HDFE benchmark collection

Datasets for benchmarking high-dimensional fixed-effect algorithms and their implementations

A curated collection of datasets (CSV, Stata) for evaluating algorithms that absorb millions of fixed effects across multiple levels.

Download all CSVs Download all Stata files

15datasets

5,977,832rows

4,886,226unique graph edges

2,995,103graph nodes

Goal

Modern empirical work often needs regressions of the form y = Xb + D a + e, where D is not one fixed effect but a collection of high-dimensional indicator matrices: workers and firms, borrowers and months, students and teachers, senders and receivers, etc. The coefficients on X are usually the object of interest, but the nuisance fixed effects can dominate the computational problem.

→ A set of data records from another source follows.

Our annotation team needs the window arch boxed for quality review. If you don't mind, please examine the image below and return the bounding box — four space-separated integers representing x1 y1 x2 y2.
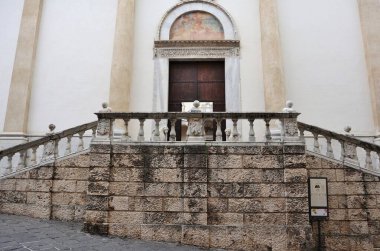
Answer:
169 11 224 40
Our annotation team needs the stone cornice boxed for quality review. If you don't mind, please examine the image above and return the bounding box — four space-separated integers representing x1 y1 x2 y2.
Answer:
154 40 240 48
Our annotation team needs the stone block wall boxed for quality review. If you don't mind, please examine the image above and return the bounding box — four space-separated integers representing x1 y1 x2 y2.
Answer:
0 143 380 250
307 155 380 251
85 143 312 250
0 154 90 221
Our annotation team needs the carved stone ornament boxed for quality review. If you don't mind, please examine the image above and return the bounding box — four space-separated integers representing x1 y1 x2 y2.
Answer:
96 119 111 136
154 47 240 58
42 141 55 161
188 119 203 137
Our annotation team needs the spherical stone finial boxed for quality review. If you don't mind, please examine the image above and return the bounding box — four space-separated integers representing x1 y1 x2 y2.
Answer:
286 100 293 108
49 124 55 132
344 126 352 133
193 100 201 108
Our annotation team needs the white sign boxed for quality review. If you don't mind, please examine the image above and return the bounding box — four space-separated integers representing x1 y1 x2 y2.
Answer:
309 178 327 208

The standard trick is Frisch-Waugh-Lovell residualization: partial out the fixed effects from y and each column of X, then run the low-dimensional regression. For one fixed effect this is just demeaning. For two or more fixed effects it becomes an iterative numerical problem whose difficulty is governed less by the number of rows than by the connectivity of the underlying graph.

Econometric motivation The same model can be easy or hard depending on how units are matched. A balanced worker-firm panel and a fragmented worker-firm panel may have similar row counts but very different identifying variation and convergence behavior.

Numerical motivation Alternating projections, conjugate-gradient acceleration, pruning, and sparse solvers all exploit the same geometry in different ways. Poorly connected graphs can make naive methods look fine on toy examples and fail on realistic ones.

Benchmark motivation Synthetic complete or uniform graphs are useful but not enough. Real anonymized networks have components, bottlenecks, degree heterogeneity, and sparse bridges. Those features are the most interesting when testing HDFE implementations.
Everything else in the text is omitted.